Did you know that many Dutch words starting with a ‘k’ have ‘ch’ in English and vice versa: cheese – kaas; choice – keus; chance – kans, etc.? 


You probably recognized the old church in the picture. It is the Oude Kerk in Delft. It leans over almost as much as the Tower of Pisa, but not as much as my picture suggests.

The word KERK is a very old Dutch word. Most Dutch people pronounce it is as /kerruk/. It was first written down in the year 777 CE according to Nicoline van der Sijs and her wonderful chronological dictionary. The word KERK sounds Germanic but appearances are deceptive as the Dutch saying goes: ‘schijn bedriegt’. KERK was derived from the Greek word ‘kūrikón’ which means ‘House of the Lord’.

De Oude Kerk in Delft is not the church in which the Oranje family rests. That is the Nieuwe Kerk, which is not far from there. ‘Nieuw’ (new) suggests that it is modern but the Nieuwe Kerk dates back to the 14th century.

The website mentions a fascinating legend from 1351:

‘The eccentric beggar Symon was sitting in his usual spot on the Markt, and was given something to eat by a Jan Col. Nobody could have predicted what would happen next…

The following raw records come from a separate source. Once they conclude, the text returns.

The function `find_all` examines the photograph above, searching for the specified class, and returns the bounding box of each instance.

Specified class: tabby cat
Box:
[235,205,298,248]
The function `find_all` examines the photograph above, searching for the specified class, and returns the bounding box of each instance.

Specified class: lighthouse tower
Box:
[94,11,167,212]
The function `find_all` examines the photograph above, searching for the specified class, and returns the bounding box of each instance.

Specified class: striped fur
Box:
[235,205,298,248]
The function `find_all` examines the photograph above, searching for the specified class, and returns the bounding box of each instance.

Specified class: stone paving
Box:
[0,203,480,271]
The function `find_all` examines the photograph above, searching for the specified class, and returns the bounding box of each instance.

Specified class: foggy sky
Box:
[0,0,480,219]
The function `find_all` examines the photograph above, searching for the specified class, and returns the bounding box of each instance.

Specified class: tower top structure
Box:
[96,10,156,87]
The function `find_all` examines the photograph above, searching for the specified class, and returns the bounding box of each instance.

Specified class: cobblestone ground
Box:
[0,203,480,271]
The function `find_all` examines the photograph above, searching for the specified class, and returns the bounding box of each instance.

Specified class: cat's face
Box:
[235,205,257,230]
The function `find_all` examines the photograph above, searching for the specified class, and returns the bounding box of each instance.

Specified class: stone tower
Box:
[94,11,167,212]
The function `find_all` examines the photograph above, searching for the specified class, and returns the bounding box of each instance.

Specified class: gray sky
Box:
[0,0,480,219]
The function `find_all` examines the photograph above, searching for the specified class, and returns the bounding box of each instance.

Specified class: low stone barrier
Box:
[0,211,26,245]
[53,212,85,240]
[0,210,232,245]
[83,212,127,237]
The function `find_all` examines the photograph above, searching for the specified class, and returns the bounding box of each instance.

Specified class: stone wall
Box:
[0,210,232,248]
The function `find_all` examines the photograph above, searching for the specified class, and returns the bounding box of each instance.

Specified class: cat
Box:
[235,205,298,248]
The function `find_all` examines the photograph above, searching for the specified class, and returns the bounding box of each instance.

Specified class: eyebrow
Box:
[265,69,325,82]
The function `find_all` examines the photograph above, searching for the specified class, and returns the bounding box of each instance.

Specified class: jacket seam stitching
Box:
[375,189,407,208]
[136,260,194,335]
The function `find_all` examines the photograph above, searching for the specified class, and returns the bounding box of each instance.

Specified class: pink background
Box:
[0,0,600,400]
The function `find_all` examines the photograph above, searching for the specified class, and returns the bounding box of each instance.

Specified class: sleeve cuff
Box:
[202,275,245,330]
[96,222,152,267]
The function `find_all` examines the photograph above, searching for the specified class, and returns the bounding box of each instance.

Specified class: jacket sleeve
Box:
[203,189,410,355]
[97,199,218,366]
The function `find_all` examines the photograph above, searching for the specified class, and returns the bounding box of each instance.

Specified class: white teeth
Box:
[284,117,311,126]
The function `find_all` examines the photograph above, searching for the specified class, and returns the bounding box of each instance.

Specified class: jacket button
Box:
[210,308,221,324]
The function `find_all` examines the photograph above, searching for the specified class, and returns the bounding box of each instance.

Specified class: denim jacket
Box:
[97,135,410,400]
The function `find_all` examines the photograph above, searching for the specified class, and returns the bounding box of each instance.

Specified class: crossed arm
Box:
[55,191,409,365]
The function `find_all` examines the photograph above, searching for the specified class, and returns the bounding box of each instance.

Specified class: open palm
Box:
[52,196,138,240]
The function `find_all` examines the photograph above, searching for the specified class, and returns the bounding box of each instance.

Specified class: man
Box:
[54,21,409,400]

A bright light suddenly shone right onto Symon’s face. The beggar said to his fellow townsman: Oh, my dear chosen friend, do you see the Heavens opening?” They both looked up, facing towards what was then the gallows field… And there, in a vision, they saw a golden church, dedicated to Mary.

Symon the beggar died soon afterwards, and left Jan Col to badger the city council to build a church at that spot on the Markt. He saw the same vision every year for thirty years, until the council finally gave in and agreed to his request. The ‘New Church’ became Delft’s second parish church. Later, it would emerge that the ‘visions’ were merely will o’ the wisps…’

Wonderful story. In the Nieuwe Kerk there is an interesting exhibition about the weird history of the Oranje family. The first Oranje who was laid to rest in the crypt was William the Silent, of Orange, the father of the fatherland, who was murdered in 1584. I read there that it was his wish to be buried in Breda where he was educated. At the time this was impossible because Breda was occupied by the Spanish with whom the Dutch were at war (1568-1648).

I still have not visited the interior of the Oude Kerk since I was young, but I intend to go one of these days and then I’ll report my findings.

By the way, it is a lovely cycle trip from The Hague to Delft along the Vliet. And if you feel like a cup of coffee and a pancake, appelgebak or a broodje, go to the wonderful Stads-Koffyhuis on the canal called de Oude Delft. This photo was taken from there.